Simon Curtis ve My Week with Marilyn (2011)

Bugüne kadar TV ve dizi filmleri çekmiş olan yönetmenin ilk sinema filmini beğendim. En iyi kadın oyuncu Oscar ödülünde yarıştığı "The Iron Lady" ile kıyaslayarak eserden bahsetmek isterim. "The Iron Lady"'de Meryl Streep Thatcher'ı sesiyle, görüntüsüyle, mimikleriyle birebir mükemmel bir şekilde canlandırmıştı, ama film biraz yüzeyde kalıyordu, Thatcher'dan çok Thatcher'ın kariyerinden ve başardıklarından bahsediliyordu, bu da normaldi, çünkü Britanya dışında çok da iyi bilinen konular değildi bunlar. Marilyn'in hayatından bir kesit sunan film ise, Monroe tüm Dünya'ya mal olmuş bir karakter olduğundan, sadece Marilyn karakterine konsantre olabiliyor ve imajının arkasındaki gerçek kişinin dramına, korkularına, güven ve mutluluk arayışına odaklanıyor. Bu tabii sinemasal olarak çok daha ilginç ve etkileyici bir malzeme. Michelle Williams bir Streep kadar başarılı bir profil çizemiyor, ara ara Marilyn'i anımsatsa da bu anlar azınlıkta.

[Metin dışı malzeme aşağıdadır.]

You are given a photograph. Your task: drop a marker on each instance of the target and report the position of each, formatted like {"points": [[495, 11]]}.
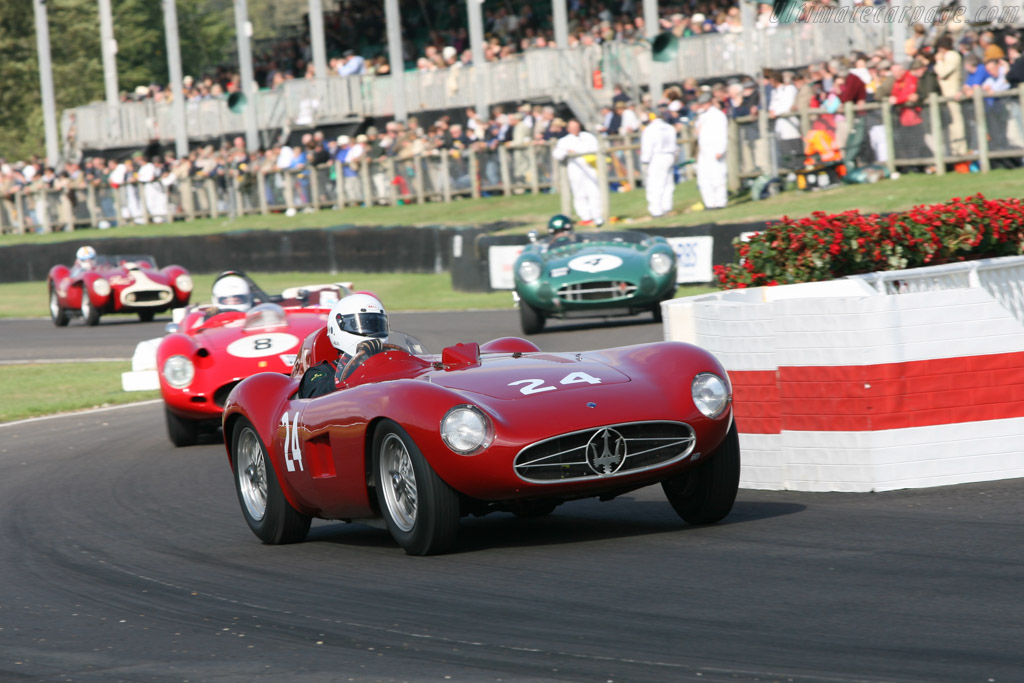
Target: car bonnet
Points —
{"points": [[512, 377]]}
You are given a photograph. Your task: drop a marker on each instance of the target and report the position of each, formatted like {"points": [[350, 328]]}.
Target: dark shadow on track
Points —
{"points": [[564, 525]]}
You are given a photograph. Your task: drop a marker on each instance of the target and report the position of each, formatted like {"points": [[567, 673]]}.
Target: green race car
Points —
{"points": [[592, 274]]}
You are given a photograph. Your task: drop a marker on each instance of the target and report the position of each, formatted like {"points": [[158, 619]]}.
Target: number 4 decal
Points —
{"points": [[537, 386], [293, 446]]}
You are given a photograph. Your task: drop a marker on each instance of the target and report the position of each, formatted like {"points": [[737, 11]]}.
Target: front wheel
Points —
{"points": [[57, 314], [89, 312], [705, 495], [530, 318], [420, 510], [267, 512]]}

Kamera arkasındaki Marilyn'ı tasvir ederken ki oldukça melankolik yorumu anlatılanlarla mükkemmel bir şekilde örtüşüyor, ancak kamera önündeki Marilyn de bir o kadar melankolik. Halbuki Marilyn Monroe'nun dehası doğal yeteneğiyle kendini kamera karşısında saf çocuksu ama kadınsı sarışına dönüştürmesiydi, Marilyn'in hiçbir filminde ben onun içinde kopan fırtınalardan, sevgi arayışından, güvensizliğinden eser göremedim. Michelle Williams da bu kontrastı daha iyi verebilseydi, filminin de daha iyi olması dolayısıyla Streep'e ciddi bir rakip olabilirdi. Başta Branagh olmak üzere yan roller de çok başarılıydı, ve film anlatmak istediklerini izleyiciye tuzaklar kurmadan yalın bir şekilde iletti. Marilyn üzerinden anlatılan hikaye esasında özellikle büyük prodüksiyon sinema sektöründeki vahşi kapitalist anlayışa da bir eleştiri getiriyor.